The HUCEBOT team is a new team of the Center Inria at the University of Lorraine. 

The team is dedicated to advancing algorithms for human-centered robots: robots that are not working autonomously in isolation, but that instead react, interact, collaborate, and assist humans. To do so, these robots need to intertwine a multi-contact whole-body controller, a digital simulation of the interacting humans, and machine learning models to predict and respond to human movements and intentions. In a crescendo of complexity, the team will tackle scenarios that involve collaboration with cobots,  assistance with exoskeletons, and whole-body teleoperation of humanoid robots. The application domains span from industrial robotics to space teleoperation.

The main robots of the team are the Tiago++ bimanual mobile manipulator, the Unitree G1 humanoid, and the Talos humanoid robot. The team also works with Franka cobots and exoskeletons.

The team currently consists of about 25 members, including permanent researchers, PhD students and post-doctoral students.

Serena Ivaldi, head of HUCEBOT, is holding the chair in Robotics and AI of the Cluster IA ENACT project (https://cluster-ia-enact.ai/) that is funding this PhD thesis. In the chair, she wants to push the research in Natural Language to assist humans in different scenarios of collaboration with robots, where safety is paramount. 

Most work on LLMs for robotics focused on generating sequences of actions and plans from high level goals, offline, only targeting autonomous robots isolated from humans. A critical limitation to deploy LLMs for robots collaborating with humans is their ability to be used online, in a human-in-the-loop scenario, to generate suitable motions and "safe" robot policies.

Here, we use LLMs to generate a robot's motions online in collaborative scenarios where safety is critical: active exoskeletons and mobile manipulators assisting humans in object manipulation. The human vocally commands the robot interactively, online, to control the generation of its motion at the low level: start, stop, direct, and change its low-level parametrization (e.g., compliant behavior, the velocity, the maximal torque assistance, etc.).

The first objective is to design the robot's controller with the natural language interaction feature in mind: the human's commands, corrections and Approximate Numerical Expressions must be translated into meaningful quantities, coherent with the physics of the problem. What do "faster", "a bit higher", "little to the right", and "more assistance" mean?

The second objective is to design new multimodal models fusing LLMs and visual pipelines to predict the human's intent and minimize the need for corrections. Natural language instructions may be incomplete or unclear, but cameras could provide sufficient contextual information to generate an appropriate motion. For example, "take that" could be easily translated into "grasp the bottle", if it is the only item in front of the robot.

The third objective is to detect emergency commands, leveraging both LLMs and audio processing models for nonverbal communication, and generating suitable robot's reactive behaviors.
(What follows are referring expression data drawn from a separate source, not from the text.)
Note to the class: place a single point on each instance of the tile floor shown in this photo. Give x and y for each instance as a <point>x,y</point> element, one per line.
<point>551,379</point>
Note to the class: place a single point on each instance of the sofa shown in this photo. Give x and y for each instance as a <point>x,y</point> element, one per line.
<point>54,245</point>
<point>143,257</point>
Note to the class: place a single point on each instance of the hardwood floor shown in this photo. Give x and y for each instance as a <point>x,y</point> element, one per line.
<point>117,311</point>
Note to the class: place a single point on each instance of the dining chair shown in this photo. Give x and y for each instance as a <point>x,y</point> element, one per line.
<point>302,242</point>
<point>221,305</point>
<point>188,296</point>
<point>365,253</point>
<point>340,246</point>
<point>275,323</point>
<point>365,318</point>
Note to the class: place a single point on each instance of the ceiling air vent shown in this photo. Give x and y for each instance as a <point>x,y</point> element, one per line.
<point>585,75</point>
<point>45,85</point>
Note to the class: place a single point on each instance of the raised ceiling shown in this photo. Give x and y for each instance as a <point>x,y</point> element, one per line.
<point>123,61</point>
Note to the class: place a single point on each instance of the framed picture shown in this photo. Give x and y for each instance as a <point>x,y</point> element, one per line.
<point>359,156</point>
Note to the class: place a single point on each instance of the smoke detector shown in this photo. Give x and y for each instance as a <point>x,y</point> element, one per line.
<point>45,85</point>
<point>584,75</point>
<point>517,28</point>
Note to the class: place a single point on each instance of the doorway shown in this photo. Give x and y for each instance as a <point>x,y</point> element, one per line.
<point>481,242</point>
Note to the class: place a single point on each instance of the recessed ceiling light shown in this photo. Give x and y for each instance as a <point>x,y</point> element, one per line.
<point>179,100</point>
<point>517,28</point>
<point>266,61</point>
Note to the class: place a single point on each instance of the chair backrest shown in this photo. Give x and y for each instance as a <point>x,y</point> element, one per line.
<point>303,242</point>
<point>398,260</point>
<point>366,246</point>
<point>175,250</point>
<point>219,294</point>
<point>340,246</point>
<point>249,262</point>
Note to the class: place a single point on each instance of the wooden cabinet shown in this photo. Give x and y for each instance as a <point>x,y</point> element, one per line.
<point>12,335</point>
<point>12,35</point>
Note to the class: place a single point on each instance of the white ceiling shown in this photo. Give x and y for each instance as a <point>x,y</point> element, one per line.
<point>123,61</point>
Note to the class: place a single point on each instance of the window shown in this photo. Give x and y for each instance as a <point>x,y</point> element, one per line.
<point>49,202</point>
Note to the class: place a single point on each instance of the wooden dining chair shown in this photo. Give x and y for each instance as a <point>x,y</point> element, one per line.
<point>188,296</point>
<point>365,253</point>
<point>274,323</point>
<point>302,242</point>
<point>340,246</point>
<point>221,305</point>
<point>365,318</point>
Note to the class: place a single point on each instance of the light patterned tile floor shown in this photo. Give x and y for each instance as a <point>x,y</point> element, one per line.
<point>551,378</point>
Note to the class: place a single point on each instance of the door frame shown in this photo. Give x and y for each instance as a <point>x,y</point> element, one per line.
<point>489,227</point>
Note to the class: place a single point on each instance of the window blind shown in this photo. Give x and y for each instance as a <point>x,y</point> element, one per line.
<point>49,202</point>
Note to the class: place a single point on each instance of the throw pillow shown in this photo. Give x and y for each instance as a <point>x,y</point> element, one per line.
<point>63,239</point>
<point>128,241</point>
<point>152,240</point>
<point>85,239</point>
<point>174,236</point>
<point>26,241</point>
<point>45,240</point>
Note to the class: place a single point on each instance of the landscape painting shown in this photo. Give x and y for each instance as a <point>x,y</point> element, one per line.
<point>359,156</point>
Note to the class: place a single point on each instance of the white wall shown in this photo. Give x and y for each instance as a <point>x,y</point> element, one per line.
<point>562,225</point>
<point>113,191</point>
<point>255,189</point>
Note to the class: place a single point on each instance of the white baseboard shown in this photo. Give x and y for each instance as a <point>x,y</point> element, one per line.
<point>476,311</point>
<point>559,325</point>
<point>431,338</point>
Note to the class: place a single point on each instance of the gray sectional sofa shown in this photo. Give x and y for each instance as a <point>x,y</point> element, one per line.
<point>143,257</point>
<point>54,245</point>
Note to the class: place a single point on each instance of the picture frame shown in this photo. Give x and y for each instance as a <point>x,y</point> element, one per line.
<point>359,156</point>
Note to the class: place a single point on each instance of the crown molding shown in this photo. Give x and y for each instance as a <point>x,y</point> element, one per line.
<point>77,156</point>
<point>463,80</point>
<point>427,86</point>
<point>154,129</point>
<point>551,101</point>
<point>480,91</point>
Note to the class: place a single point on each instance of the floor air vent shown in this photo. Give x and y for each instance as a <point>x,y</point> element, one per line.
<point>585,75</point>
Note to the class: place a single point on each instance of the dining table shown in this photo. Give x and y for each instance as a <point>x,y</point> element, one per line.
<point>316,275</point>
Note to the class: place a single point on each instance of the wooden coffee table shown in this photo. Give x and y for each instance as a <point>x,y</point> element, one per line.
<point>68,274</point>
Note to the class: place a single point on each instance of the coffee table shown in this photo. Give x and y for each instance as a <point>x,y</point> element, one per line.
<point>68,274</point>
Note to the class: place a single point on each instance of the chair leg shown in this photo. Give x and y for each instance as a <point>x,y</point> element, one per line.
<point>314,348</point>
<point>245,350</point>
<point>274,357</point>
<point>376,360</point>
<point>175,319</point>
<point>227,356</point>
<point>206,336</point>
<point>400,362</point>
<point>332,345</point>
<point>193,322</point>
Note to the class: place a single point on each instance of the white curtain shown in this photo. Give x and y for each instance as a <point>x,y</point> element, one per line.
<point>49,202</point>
Humans are often unable to speak clearly when they interact with a robot: sometimes, fear takes over and they do not speak at all, or they mumble, or scream, when they could just say a clear "stop". Detecting emergency commands is critical to be able to deploy the robots into the real world.

The PhD student will carry out research in the aforementioned objectives, and will benefit from our collaboration with E. Zibetti (Paris 8, SHS), expert in Approximate Numerical Expressions for Psychology, and D. Sadigh (Stanford University), leading the research in LLMs for robot actions.

Real-world demonstrations with real robots and real humans interacting with the robots are mandatory in this PhD.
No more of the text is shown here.